If you’re thinking of starting a mobile veterinary practice or want to diversify your brick-and-mortar clinic, here are the five steps you need to take to start offering mobile vet appointments.
The first step to offering mobile vet appointments is getting your insurance right. In addition to the standard suite of insurance you need to operate a veterinary practice, including malpractice insurance and special accident coverage, etc., you will need additional policies that cover you for home visits.
Protecting your business against third-party claims of injury or damage to property while visiting clients’ homes is essential. If you’re unsure what insurance coverage you need, seek professional advice — it’s not something you want to get wrong.
Next, you’ll need to decide which services you will offer in-home. It’s not necessarily practical to offer every veterinary service in a mobile option due to the equipment or aftercare required from certain procedures. Consider the resources you have available and how much you have to invest in fitting out a veterinary practice on wheels!
If you’re diversifying your brick-and-mortar veterinary practice, consider offering the following to start with for a quick and easy way to launch your mobile appointments
Once you’ve decided which appointments you will offer in-home, you need to determine your pricing structure. If you run a brick-and-mortar practice and are adding mobile appointments, you might consider adding a small fee to mobile vet appointments to cover travel costs.
If you’re starting a new mobile veterinary practice, you can pass the cost savings of not having to pay for/maintain a physical building onto your customers and offer lower pricing to attract new clients.
Either way, research other veterinary practices (particularly those offering mobile appointments) and compare pricing in your area to determine an appropriate pricing strategy.
Choosing the right scheduling software is the key to successfully offering mobile veterinary services. To handle the complex scheduling requirements that come with organizing appointments (and people) in ever-changing locations, you’ll need scheduling software for vets that’s designed for in-home appointments.

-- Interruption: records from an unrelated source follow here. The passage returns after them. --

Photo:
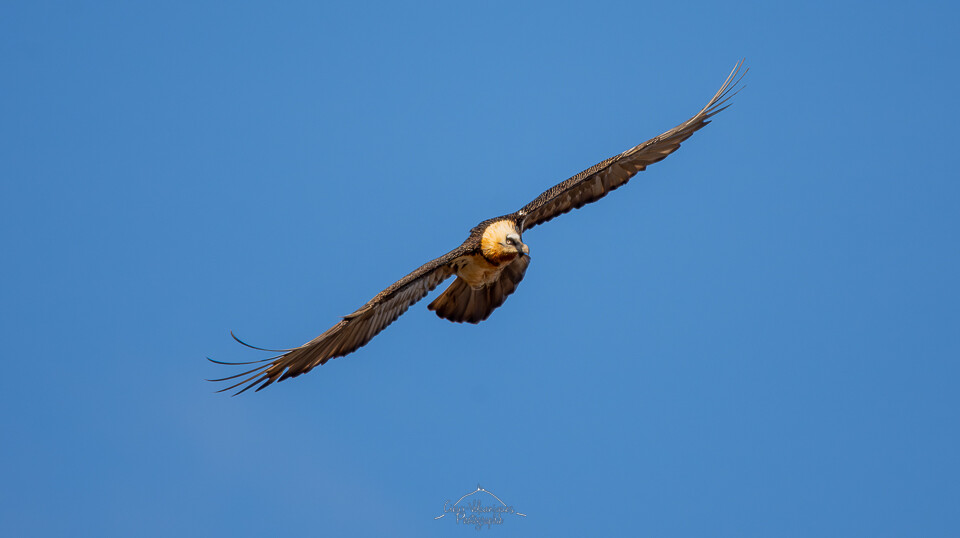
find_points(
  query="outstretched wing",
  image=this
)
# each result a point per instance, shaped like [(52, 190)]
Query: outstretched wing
[(595, 182), (352, 332)]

MarketBox is an all-in-one appointment scheduling software specifically designed for businesses offering in-home and mobile services. The software makes it easy to manage provider logistics and enables customers to self-book and pay online quickly and securely. To learn more about MarketBox and how it can help your mobile veterinary practice, book a personalized platform walkthrough today.

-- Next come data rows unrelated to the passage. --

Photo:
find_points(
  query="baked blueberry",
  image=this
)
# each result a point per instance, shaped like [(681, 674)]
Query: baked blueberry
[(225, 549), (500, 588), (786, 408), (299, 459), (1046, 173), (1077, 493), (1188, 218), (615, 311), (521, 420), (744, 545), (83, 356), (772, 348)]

Once you’ve got the logistics for your mobile veterinary practice covered, it’s time to start advertising your services. If you run an existing veterinary practice, an email blast out to customers and a notice in the waiting room informing them about your new mobile appointments is an easy way to do it.

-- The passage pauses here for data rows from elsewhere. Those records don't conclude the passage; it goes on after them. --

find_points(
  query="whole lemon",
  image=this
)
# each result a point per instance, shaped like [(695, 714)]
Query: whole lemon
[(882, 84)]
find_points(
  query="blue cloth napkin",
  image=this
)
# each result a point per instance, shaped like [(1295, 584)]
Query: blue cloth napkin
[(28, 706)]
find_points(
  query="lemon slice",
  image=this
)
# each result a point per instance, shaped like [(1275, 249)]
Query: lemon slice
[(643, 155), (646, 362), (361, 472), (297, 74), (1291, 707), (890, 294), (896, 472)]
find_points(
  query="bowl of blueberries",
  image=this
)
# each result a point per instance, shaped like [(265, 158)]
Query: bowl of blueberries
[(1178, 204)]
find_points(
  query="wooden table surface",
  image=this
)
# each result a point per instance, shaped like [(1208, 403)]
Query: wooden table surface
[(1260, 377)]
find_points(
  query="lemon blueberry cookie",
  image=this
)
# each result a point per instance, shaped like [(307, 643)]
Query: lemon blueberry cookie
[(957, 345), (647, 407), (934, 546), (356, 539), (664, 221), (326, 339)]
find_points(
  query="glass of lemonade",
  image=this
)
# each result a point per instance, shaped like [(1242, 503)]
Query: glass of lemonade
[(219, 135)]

If you’re starting a mobile veterinary practice from scratch, running targeted ads on Google and/or social media can be an effective way to advertise your new mobile appointments. Consider also putting up flyers in local dog parks or enquiring with local pet stores about advertising there too.
Before you can start accepting mobile vet appointments, you’ll need to decide which of your vets will offer in-home appointments and when they’re available. If you’re running a hybrid practice, you must balance their time between your physical and mobile clinics.
To streamline scheduling, consider batching days, e.g., Vet A spends Monday-Wednesday in the clinic and Thursday-Friday offering mobile appointments.
Next, you need to set parameters around how far each vet will travel for mobile appointments. If your client base is spread across a large area, consider whether grouping availability by location makes sense to minimize travel time. For example, on Thursdays, Vet A only works downtown; on Fridays, they travel to the city's north side.
Once you know when and where your team will offer mobile appointments, put this information into your chosen veterinary software and let clients populate employee schedules as they book. Easy.